Monday, 04 June 2012
The Terrible Billionaire Effect
What Citizens United hath wrought:
The media, the pundits and the Republicans themselves say they expect a billion dollars to be spent to elect Mitt Romney president. Think of it: a billion dollars and what sane people could do with that amount of excess dough.
Although the limit on individual contributions to candidates remains $2500, the 2010 Citizens United Supreme Court decision allows unlimited amounts of money to flow to organizations that openly campaign for candidates.
"'I have lots of money, and can give it legally now,' Texas billionaire and top GOP moneyman Harold Simmons recently bragged to The Wall Street Journal. 'Just never to Democrats.'"
That quotation is from a current story in Rolling Stone magazine by Tim Dickinson listing names and details of 16 right wing billionaires who have each given at least $1 million to organizations that want to elect Romney.
Dickinson has done some extraordinary work pulling together information about these 16 men, each one intending to spend more money than most individuals earn in a lifetime to buy influence with the White House. And if the purchase goes through, they expect to be rewarded, says Dickinson, in some specific ways.
One of them wants permission to bury radioactive waste from 36 states in Texas. Another wants to limit jury awards against home builders who do shoddy work. The Marriott brothers want two things: control of immigration reform to ensure a supply of legal workers for their hotels along with continued government subsidies for luxury travel for executives.
Oh, and get this one – Julian Robertson, Jr., writes Dickinson, wants to further lower taxes on rich people:
”Robertson has embraced tax avoidance as a lifestyle: in 2000, despite living and working in Manhattan, he logged 182 days outside the city – often racing to flee town by midnight – to avoid paing local income tax.
“Also admits to seeking direct access to the president: 'I would expect Mitt Romney to speak to me occasionally,' he has said.”
And so on. Who are these people? Well, they are a bunch of rich, old, white guys. In total, 69 percent (11 of them) are older than 60 including three octogenarians which doesn't speak well for old people in general.
There are no women, no blacks, no Asians, no Hispanics. And they believe their wealth entitles them to own the executive branch of government.
Who knows how much they are contributing to Senate and House races, but they expect to buy Congress too and these are only 16 billionaires – there are a whole lot more who generally roll in the same political direction.

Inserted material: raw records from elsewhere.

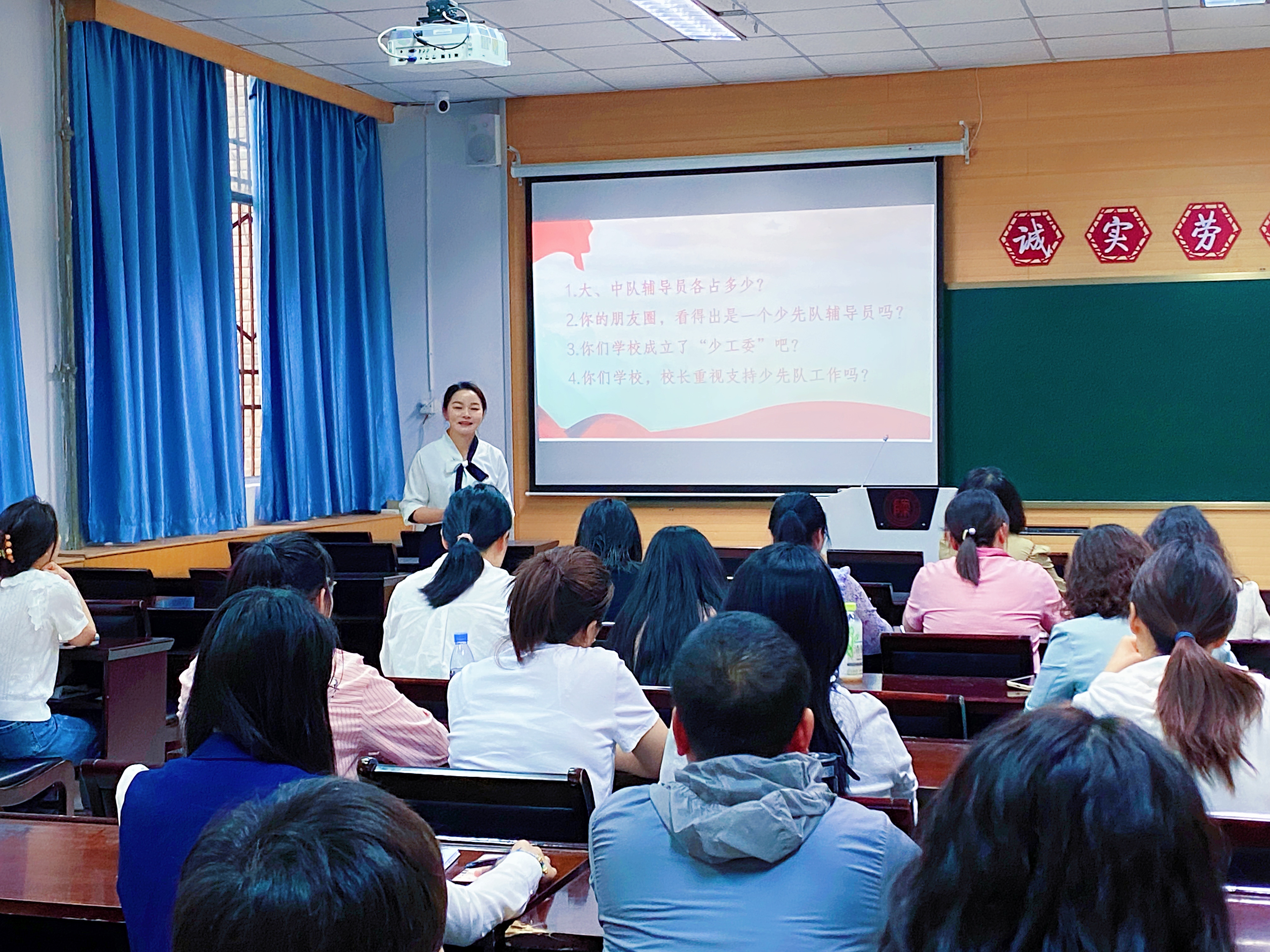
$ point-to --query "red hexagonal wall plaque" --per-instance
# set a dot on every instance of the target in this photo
(1118, 234)
(1207, 230)
(1032, 238)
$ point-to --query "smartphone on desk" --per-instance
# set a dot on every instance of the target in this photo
(1024, 685)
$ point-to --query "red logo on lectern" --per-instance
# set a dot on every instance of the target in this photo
(1118, 234)
(1207, 230)
(1032, 238)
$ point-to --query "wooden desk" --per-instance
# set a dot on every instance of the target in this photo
(986, 699)
(65, 869)
(935, 760)
(134, 677)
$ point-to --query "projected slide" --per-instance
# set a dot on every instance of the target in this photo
(735, 329)
(790, 326)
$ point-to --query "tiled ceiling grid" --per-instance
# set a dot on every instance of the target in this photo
(591, 46)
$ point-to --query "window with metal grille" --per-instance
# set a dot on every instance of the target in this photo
(244, 272)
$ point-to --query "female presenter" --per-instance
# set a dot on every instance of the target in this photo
(446, 465)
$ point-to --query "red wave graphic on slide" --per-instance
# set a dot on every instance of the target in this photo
(573, 238)
(815, 419)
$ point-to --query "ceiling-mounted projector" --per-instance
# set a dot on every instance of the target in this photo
(448, 35)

In the context of this obscene amount of money, I know it sounds quaint but whatever happened to “one man, one vote”?
We the people are now stuck in a classic catch-22: even if there are any political candidates more concerned with the good of the country and its people than amassing their own wealth, they cannot compete effectively in an election without selling their souls to billionaires.
Of course, there is nothing to do but keep trying to push back against the money tsunami. In my own small way, I will do that but I have little hope and no useful ideas for removing the billionaire effect from American politics.
Can you tell I've been in a bad mood all weekend? Anyway, you should go read Tim Dickinson's list just to know some details of the people who believe their wealth entitles them to own the government and, thereby, the American people.